I’ve not only withstood my darkest days, I’m grateful for them. And I believe one day you will be, too.
If the road your life has taken, has you in over your head and struggling to catch your breath, understand you have also been handselected by God to be let in on a secret few people know — not only about Him, but about yourself.
Deuteronomy 8:1-5, MSG, says this, “Remember every road God led you on in the wilderness, pushing you to your limits, testing you so that you could know what you were made of.”
I know what I’m made of these days. I have a backbone of steel, an inner strength that is just as much impenetrable as it is unstoppable (though many people have tried!) No longer am I piggy backing off my husband’s calling, or merely tagging along to help him fulfill his God-given purpose, because I have my own significance raging through my veins; words of purpose, I now know, that God spoke over me in my mother’s womb, declarations He made that I refuse to back down until I see come to fruition.
You do, as well…
Every road… no matter how chaotic or crushing, lonely or severe, is led by a God who knows what He’s doing.

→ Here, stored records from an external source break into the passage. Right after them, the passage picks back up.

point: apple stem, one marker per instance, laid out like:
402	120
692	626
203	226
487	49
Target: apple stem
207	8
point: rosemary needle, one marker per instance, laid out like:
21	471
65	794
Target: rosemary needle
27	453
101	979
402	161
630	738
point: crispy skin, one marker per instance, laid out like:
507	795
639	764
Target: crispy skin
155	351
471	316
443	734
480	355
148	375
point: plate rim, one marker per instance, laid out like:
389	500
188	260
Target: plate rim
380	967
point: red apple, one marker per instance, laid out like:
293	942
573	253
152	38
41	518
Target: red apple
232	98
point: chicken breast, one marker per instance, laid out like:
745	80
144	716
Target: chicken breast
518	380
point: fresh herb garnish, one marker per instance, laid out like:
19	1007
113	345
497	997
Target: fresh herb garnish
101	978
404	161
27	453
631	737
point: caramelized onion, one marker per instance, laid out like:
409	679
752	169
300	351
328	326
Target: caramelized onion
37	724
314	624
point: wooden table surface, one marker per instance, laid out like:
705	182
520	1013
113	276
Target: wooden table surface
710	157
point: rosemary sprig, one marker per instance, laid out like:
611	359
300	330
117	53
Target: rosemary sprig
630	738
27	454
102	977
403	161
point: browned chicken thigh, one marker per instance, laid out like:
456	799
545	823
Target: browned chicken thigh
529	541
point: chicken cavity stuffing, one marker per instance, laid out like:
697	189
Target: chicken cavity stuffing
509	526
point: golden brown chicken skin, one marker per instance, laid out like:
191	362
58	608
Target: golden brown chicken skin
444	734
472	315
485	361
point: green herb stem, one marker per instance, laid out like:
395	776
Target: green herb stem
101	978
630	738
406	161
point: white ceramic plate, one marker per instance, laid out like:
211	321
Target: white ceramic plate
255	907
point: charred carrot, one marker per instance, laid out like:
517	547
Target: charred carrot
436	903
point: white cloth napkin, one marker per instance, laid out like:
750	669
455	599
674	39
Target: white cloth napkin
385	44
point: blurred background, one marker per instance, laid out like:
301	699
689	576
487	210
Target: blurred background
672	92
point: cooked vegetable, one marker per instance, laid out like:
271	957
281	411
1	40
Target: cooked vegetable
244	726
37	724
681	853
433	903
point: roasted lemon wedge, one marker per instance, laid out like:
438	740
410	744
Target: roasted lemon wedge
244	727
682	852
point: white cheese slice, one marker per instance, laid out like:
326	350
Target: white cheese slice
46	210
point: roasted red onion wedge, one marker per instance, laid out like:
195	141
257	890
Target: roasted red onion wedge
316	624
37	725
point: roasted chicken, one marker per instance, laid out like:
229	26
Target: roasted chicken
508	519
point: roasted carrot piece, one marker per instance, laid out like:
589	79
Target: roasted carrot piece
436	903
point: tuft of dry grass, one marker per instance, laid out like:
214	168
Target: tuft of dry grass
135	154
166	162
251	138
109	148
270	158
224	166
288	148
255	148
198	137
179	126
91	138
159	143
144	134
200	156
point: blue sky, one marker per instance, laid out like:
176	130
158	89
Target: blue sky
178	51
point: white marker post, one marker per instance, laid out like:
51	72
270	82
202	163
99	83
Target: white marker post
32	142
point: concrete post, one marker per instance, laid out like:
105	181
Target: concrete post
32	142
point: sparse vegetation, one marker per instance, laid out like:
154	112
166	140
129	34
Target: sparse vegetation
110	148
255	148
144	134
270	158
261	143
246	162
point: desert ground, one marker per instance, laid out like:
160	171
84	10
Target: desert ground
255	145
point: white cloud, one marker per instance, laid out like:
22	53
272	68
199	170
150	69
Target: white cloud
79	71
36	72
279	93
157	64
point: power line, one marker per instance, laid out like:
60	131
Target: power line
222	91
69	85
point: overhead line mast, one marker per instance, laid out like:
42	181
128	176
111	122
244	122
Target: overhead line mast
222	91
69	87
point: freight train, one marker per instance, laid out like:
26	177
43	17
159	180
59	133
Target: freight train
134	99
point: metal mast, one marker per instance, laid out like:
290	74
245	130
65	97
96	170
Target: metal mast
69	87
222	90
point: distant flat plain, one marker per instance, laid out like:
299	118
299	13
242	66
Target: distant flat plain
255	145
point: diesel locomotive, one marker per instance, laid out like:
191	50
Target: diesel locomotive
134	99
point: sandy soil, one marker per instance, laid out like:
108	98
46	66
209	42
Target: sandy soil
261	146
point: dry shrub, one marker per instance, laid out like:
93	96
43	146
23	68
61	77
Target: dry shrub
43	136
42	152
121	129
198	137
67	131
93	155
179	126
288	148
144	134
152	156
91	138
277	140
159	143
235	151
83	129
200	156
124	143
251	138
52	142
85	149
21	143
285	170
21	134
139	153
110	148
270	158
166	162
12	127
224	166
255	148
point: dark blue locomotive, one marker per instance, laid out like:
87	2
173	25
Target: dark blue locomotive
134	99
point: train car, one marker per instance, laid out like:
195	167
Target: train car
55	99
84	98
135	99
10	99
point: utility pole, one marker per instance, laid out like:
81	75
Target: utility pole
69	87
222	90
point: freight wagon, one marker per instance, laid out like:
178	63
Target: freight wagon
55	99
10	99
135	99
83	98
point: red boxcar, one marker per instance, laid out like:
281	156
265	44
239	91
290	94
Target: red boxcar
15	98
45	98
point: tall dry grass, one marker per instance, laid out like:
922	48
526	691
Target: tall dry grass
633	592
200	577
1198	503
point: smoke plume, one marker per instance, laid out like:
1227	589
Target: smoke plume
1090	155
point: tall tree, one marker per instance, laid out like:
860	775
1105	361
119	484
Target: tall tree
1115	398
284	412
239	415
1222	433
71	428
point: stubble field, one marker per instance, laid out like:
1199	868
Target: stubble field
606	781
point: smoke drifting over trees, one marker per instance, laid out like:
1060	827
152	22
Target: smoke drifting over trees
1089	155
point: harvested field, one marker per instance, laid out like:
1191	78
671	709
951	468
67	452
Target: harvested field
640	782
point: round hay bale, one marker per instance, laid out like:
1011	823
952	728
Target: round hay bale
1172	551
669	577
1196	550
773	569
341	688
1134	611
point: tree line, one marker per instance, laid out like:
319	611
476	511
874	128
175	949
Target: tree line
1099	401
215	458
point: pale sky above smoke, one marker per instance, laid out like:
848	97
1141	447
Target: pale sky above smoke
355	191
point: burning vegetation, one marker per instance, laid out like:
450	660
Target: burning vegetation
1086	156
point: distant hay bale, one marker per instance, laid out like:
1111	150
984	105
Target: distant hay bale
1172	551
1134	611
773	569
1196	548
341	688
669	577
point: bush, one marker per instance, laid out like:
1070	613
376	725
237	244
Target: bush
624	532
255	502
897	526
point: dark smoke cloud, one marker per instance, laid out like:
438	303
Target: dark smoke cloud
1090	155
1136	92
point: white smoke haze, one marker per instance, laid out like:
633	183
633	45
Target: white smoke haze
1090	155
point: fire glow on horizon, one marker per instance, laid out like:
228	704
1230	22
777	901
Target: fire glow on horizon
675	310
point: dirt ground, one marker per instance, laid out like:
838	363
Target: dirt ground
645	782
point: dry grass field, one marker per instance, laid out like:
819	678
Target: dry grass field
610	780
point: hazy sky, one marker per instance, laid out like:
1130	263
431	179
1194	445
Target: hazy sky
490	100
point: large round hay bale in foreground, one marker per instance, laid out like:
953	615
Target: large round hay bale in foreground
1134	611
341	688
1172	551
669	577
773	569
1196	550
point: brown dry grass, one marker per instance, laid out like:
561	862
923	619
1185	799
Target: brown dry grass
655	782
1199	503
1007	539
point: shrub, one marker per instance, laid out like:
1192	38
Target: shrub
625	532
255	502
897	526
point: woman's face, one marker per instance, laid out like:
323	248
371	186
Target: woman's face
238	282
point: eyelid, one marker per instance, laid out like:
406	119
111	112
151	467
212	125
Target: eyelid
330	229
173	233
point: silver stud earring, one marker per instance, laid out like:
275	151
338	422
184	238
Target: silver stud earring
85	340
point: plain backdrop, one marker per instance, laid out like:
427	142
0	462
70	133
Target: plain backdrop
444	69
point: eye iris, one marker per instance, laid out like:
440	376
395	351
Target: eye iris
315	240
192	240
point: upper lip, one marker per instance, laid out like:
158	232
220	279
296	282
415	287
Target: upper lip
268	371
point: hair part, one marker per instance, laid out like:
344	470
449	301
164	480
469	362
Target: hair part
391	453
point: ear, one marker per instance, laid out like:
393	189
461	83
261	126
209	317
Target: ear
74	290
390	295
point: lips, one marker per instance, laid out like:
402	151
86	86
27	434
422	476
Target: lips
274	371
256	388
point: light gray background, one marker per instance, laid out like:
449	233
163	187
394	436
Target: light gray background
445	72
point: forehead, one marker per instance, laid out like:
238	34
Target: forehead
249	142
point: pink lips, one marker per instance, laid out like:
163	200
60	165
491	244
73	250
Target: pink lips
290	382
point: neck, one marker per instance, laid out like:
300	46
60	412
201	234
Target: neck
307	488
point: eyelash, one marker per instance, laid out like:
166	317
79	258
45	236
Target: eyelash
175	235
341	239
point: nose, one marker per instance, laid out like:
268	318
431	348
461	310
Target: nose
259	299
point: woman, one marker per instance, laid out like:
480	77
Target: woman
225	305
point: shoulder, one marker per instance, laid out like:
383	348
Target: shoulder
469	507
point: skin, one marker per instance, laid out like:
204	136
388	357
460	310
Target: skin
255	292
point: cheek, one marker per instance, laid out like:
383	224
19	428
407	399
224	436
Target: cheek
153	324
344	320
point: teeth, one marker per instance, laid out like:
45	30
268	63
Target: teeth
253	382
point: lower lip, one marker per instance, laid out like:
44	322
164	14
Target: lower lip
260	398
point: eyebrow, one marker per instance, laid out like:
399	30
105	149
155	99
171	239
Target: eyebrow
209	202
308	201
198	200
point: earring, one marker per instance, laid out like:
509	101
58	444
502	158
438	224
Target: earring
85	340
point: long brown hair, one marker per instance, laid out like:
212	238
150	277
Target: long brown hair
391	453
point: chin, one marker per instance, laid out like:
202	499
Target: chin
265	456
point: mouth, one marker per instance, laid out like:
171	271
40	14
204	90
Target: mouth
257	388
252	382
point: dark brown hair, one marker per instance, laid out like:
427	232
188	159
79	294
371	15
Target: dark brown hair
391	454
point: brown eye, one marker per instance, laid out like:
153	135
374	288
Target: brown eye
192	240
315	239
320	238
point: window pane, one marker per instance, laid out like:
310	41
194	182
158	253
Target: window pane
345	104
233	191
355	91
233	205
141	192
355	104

He has not left you, and in no way is He ashamed of you or of what you have become along the way. And today, God wants you to know that this journey you’re on – the same one that has you crying in the shower and struggling to forgive yourself for not being the most enjoyable person in the room – is among His most favored gifts! The gift of unlocking what you’re made of, and maybe for the first time in your life, to unveil what you were made for — and it wont be in spite of your darkest days, but because of them.
You might even be grateful for them one day.
One thing is certain: you sure as heck won’t sprinkle spiritual fairy dust on people’s heartache or give marriage advice that has some bogus word like balanced in it. And the world will be better for it.